I thought this discussion revolved around forgoing a salary, not bringing in initial investment. They are distinctly different.

founders should be distinct from investors in my opinion, I realise beggers can't be choosers, but it feels like you are going to argue a lot over how much that initial investment is worth vs how much the initial effort was worth, and probably fail because of it.

Suppose Ben has $1,000,000 to invest in a startup and Patrick has zero dollars to invest.

If Ben goes it alone, he believes he stands a 40% chance of a $3,000,000 exit.

If Ben cofounds with Patrick he believes he stands a 10% chance of a $50,000,000 exit.

Why is Ben better off economically just giving Patrick half the equity despite his lack of cash?

Forget the math, if one founder takes issue with another founder's getting rich off the company, then there's a problem that may be deep enough to prevent both of you from becoming rich.

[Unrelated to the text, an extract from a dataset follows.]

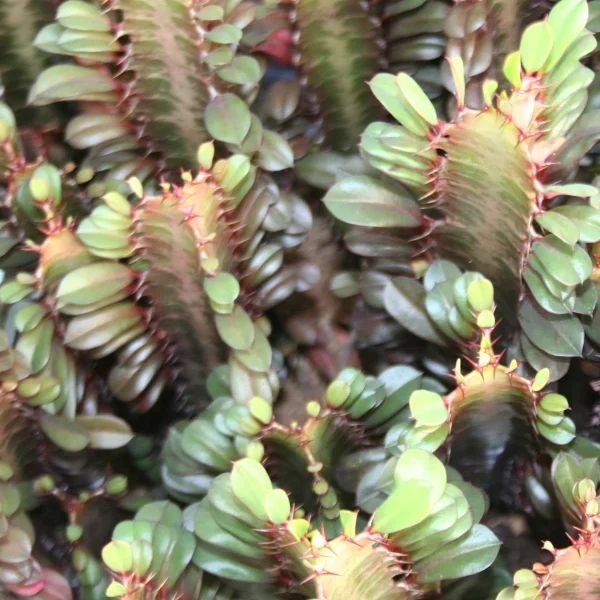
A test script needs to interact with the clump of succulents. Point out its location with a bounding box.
[0,0,600,600]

The nightmare of having to first value 1MM worth of shares on day one of a company, and then have to value Patrick's immediately intangible contribution to the company, both of which involve absurdly difficult predictions, is why you're better off not trying to resolve things between founders with shares. Or, at any rate, this is I think the point Joel Spolsky is trying to make. Reasonable people can &c &c &c.

The $1MM in vs. $0 in situation sounds like a nightmare all its own, though. Has anyone here been in a situation like that? How did it work out?

Wasn't there a significant disparity in capital investment between Clark and Andreessen at NetScape?
Cashflow is cashflow is cashflow, it doesn't matter if it's more cash in or less cash out. They're mathematically equivalent.

When pursuing a startup cashflow is the biggest problem of all, you're bleeding out and trying to staunch the flow. Someone plugging a hole is just as valuable as someone providing a pint.

All sorts of things cofounders do for each other have value. The best measure of a cofounder relationship is the tacit assumption that they have each others' back.

Again, the issues here are simple: dragging valuation into day-to-day operational discussions turns those discussions into negotiations, which I think isn't good for cohesion.

Reasonable people can disagree.

I completely agree that dragging valuation into day-to-day operations is a very bad idea. You're quite right about that.

Let's say that you and I go in together for some startup. Neither of us has the $50k in the bank to pitch in immediately so that we're equal investors in the company as well as equal cofounders. But let's say that due to a book you published some time ago you're bringing in $4k/mo in royalties which is enough to pay the bills. And because I don't have the option to go without a salary, we get some seed funding to the tune of $100k so we can pay me a small salary and afford whatever mundane things we need to get going.

I would argue that as long as we agree to both pay ourselves $4k/mo until things really get going, and you just happen to be able to pay yourself that $4k/mo for the next year out of your royalties that is a $48k (or perhaps a bit more due to interest) investment. Sure it's not all delivered at the time of the seed round but it's all pledged by that time. So long as you don't start demanding a salary before the year is up (i.e. you make good on your investment) I think it makes sense for you to get some additional equity as a result.

If you disagree I'd really like to hear the particulars. You've written before that one shouldn't mix up the day-to-day with valuation, but if it's a one-time thing at the beginning it seems more like an investment and less of an ongoing negotiation.

But your company has no value, so how many shares does your 100k salary buy? Do you compare that with other investors? What if you have no other investors?

If it were me, I'd force the founder to take the salary before I gave them more equity.